I am referring to this paper, p. 21.

First, there is the following definition of coercivity:

Let $L$ be an unbounded operator on a Hilbert space $\mathcal{H}$ with kernel $\mathcal{K}$ and let $\tilde{\mathcal{H}}$ be another Hilbert space continuously and densely embedded in $\mathcal{K}^\perp$, endowed with a scalar product $\langle\cdot,\cdot\rangle_{\tilde{\mathcal{H}}}$ and a Hilbertian norm $\Vert\cdot\Vert_{\tilde{\mathcal{H}}}$. The operator $L$ is said to be $\lambda$-coercive on $\tilde{\mathcal{H}}$ if $$ \forall h\in\mathcal{K}^\perp\cap D(L),\quad\Re\langle Lh,h\rangle_{\tilde{\mathcal{H}}}\geq\lambda\Vert h\Vert^2_{\tilde{\mathcal{H}}}, $$ where $\Re$ stands for the real part. The operator $L$ is said to be coercive on $\tilde{\mathcal{H}}$ if it is $\lambda$-coercive on $\tilde{\mathcal{H}}$ for some $\lambda>0$.

Afterwards, it is said that

[..] the most standard situation is when $\tilde{\mathcal{H}}=\mathcal{K}^\perp\simeq \mathcal{H}/\mathcal{K}$.

Moreover, in this particular case, it is said that

[..] it is equivalent to say that $L$ is coercive on $\mathcal{K}^\perp$, or that the symmetric part of $L$ admits a spectral gap.

Could you please explain to me why this equivalence holds?

As far as I understand, spectral gap means that there exists some $c>0$ such that $$ \sigma(L)\subset\{0\}\cup [c,\infty) $$

However, from this, I can neither conclude that $L$ is coercive on $\mathcal{K}^\perp$ (nor vice versa).
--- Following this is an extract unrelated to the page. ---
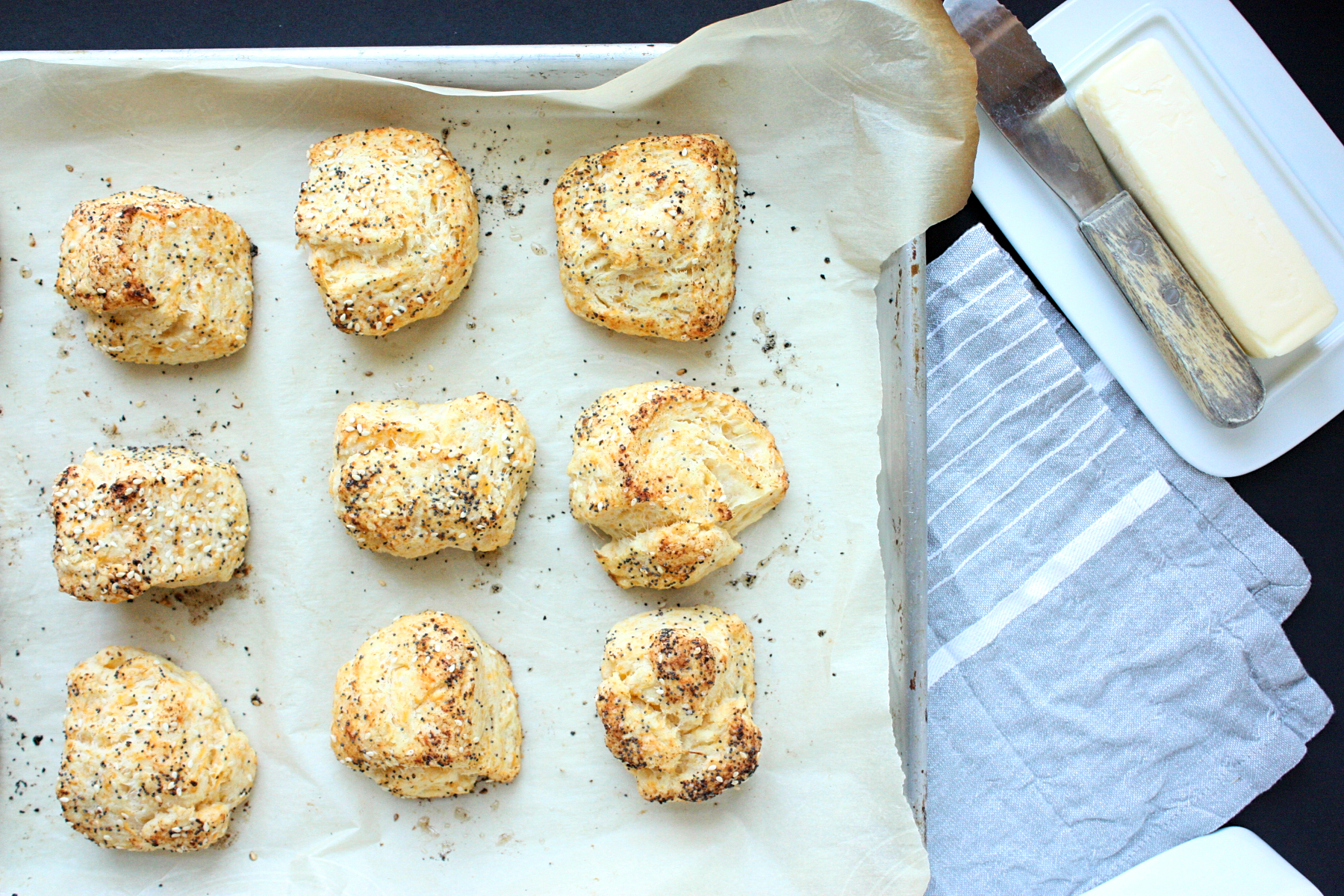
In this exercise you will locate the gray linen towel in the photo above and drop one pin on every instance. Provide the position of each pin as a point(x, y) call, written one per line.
point(1108, 673)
My "feeling" is that this has something to do with the relationship between the spectrum of $L$ and its numerical range (but I only know this for self-adjoint bounded operators and this seems to be another situation here).

Answer 1

I don't think there is anything deep here.

Note that

\begin{align} \Re \langle Lh,h \rangle &= \frac{1}{2} \left ( \langle Lh,h \rangle + \langle Lh,h \rangle^\ast \right )\\ &= \frac{1}{2} \left ( \langle Lh,h \rangle + \langle h,Lh \rangle \right ) \\ &= \frac{1}{2} \left ( \langle Lh,h \rangle + \langle L^\ast h,h \rangle \right ) \\ &= \langle Sh,h \rangle \end{align}

Where I just defined the symmetric part of $L$ to be

$$S = \frac{1}{2} \left ( L + L^\ast \right ). $$

The definition of spectral gap depends a bit on the context. It seems your definition is: the symmetric operator $A$ admits a spectral gap $\gamma \ge c$ if

$$ \sigma(A) \subset \{0\} \cup [c, \infty).$$

Note that we must require the operator to be symmetric or the spectrum need not be real.
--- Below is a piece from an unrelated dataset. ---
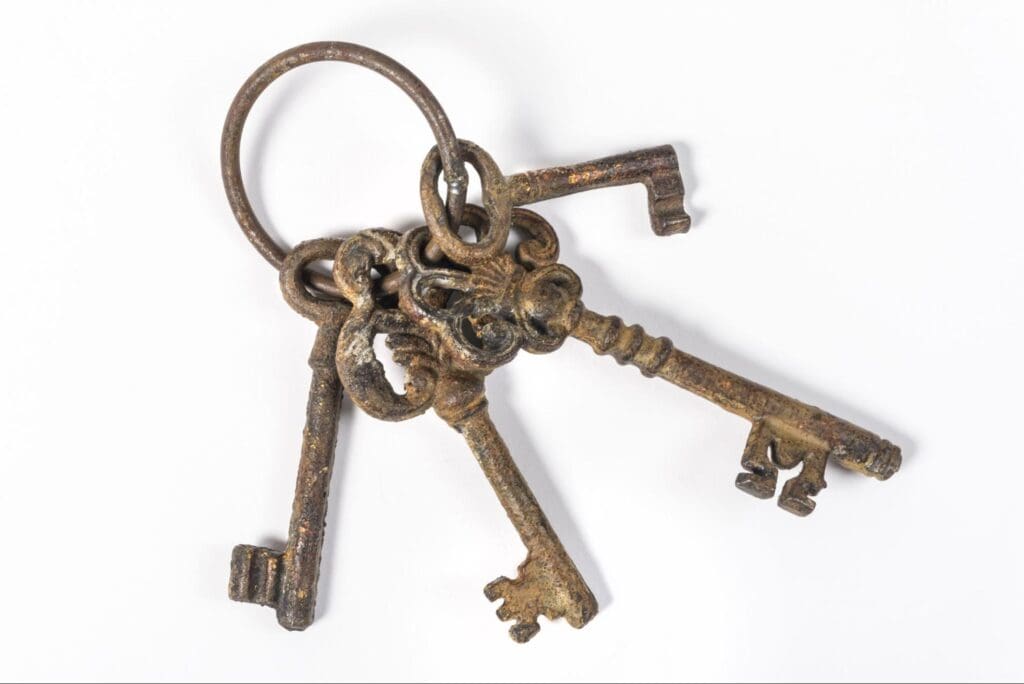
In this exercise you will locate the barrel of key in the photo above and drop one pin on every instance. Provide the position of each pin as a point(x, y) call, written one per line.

The above definition is equivalent to the fact that

$$ \langle Ah,h \rangle \ge c \langle h,h \rangle \quad \forall h \notin \ker (A) $$

Now the equation

$$ \Re \langle Lh,h \rangle = \langle Sh,h \rangle \ge \lambda \langle h, h \rangle >0 $$

means that $h$ is not in the kernel of $S$ and so it means that $S$ has a spectral gap at least as big as $\lambda$.